Conversely, Amazon says "... focus on hiring and retaining versatile and talented employees, and continue to weight their compensation to stock options rather than cash. We know our success will be largely affected by our ability to attract and retain a motivated employee base, each of whom must think like, and therefore must actually be, an owner."
Amazon and Netflix are saying exactly opposite things. Amazon is a much larger and more profitable company than Netflix, does that mean its compensation structure is better? Or would Amazon have been even more successful if it had used Netflix's compensation structure, or vice versa?

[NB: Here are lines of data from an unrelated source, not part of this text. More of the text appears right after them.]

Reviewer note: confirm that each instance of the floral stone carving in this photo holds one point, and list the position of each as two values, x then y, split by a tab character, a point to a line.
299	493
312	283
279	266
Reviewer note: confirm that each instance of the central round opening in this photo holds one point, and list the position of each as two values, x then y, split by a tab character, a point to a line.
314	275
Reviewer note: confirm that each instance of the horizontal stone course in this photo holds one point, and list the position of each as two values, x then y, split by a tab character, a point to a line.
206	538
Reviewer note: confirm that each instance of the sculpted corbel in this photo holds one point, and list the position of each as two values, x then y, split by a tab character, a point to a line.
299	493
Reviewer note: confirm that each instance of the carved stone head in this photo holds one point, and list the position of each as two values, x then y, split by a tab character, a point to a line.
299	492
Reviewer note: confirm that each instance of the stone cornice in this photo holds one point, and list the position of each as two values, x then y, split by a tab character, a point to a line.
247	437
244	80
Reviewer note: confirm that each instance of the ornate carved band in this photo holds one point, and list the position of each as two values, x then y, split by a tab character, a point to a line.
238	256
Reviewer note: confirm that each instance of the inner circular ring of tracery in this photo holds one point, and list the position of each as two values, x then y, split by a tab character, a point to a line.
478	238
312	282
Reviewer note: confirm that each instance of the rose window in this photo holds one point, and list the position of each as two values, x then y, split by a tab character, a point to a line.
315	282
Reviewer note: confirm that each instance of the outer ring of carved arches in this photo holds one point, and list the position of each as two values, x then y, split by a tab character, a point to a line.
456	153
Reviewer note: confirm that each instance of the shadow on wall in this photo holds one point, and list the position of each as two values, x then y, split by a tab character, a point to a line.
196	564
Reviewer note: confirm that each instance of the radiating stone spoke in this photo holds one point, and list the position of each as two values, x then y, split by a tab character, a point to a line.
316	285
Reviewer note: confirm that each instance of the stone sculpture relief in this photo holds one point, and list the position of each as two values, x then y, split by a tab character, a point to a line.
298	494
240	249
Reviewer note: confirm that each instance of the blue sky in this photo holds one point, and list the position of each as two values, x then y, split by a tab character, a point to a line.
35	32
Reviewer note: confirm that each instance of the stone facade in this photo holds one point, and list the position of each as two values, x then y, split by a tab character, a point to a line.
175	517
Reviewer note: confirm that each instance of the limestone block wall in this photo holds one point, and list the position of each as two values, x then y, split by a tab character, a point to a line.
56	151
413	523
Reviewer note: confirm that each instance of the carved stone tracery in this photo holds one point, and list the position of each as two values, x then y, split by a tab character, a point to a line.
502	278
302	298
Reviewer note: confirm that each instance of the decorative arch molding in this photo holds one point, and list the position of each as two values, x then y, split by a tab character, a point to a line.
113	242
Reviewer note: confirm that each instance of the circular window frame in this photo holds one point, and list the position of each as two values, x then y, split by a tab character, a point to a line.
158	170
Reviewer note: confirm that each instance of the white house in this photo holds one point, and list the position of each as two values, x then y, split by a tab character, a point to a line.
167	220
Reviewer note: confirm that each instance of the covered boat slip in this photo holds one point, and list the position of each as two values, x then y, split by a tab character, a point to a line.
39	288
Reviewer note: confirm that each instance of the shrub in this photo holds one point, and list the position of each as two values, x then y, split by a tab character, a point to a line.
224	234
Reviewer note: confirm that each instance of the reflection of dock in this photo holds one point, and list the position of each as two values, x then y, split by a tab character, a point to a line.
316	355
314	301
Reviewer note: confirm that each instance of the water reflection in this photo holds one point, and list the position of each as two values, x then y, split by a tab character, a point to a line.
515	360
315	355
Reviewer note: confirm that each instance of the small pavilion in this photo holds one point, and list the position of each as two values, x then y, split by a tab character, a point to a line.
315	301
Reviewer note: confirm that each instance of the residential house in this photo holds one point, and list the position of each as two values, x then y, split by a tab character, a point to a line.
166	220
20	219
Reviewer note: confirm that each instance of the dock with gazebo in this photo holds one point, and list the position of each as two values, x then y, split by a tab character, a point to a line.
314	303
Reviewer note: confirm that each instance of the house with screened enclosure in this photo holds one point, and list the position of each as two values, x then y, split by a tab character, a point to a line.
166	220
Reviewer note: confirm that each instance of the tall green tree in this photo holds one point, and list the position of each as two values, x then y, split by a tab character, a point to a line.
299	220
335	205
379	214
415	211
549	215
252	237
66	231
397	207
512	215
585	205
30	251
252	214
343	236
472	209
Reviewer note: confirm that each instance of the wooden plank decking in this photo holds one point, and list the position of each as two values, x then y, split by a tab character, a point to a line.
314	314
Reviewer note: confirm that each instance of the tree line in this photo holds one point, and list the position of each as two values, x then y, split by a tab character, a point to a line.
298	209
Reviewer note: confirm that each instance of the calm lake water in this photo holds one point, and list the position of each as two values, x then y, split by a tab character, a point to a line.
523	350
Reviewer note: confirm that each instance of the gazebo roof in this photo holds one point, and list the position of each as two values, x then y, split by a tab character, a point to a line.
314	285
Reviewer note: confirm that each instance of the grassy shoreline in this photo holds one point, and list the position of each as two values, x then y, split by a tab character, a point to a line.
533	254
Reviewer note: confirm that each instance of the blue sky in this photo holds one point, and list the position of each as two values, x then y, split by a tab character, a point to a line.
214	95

Or... stay with me here, it doesn't actually matter? Perhaps neither compensation structure is any more or less likely to cause a business to be successful? And yet both Amazon and Netflix felt compelled to publicly declare their employee compensation philosophies as drivers of their success. How about that...
Correlation vs Causation vs Just Some Rich Person Having a Personal Preference and Wanting to Tell Themselves and The World It's the Difference Maker
The Keeper Test, it's a Keeper...
Netflix uses the The Keeper Test, which I think is wonderfully powerful and practical. The Keeper Test has managers rank an employee based on how hard they would fight to keep them, if the employee said they were leaving Netflix. This is a wonderful test because it cuts through the performance management irrelevance and politics that so often infect employee ratings.
If someone says they're leaving and your stomach drops because you worry about losing everything they contribute and wonder how the team will function without them, that's a keeper. If someone says they're leaving and you're indifferent to happy, they're not a keeper. And there's no performance management review or cross calibration rating that is going to change the natural and genuine response you have to the thought of an employee leaving.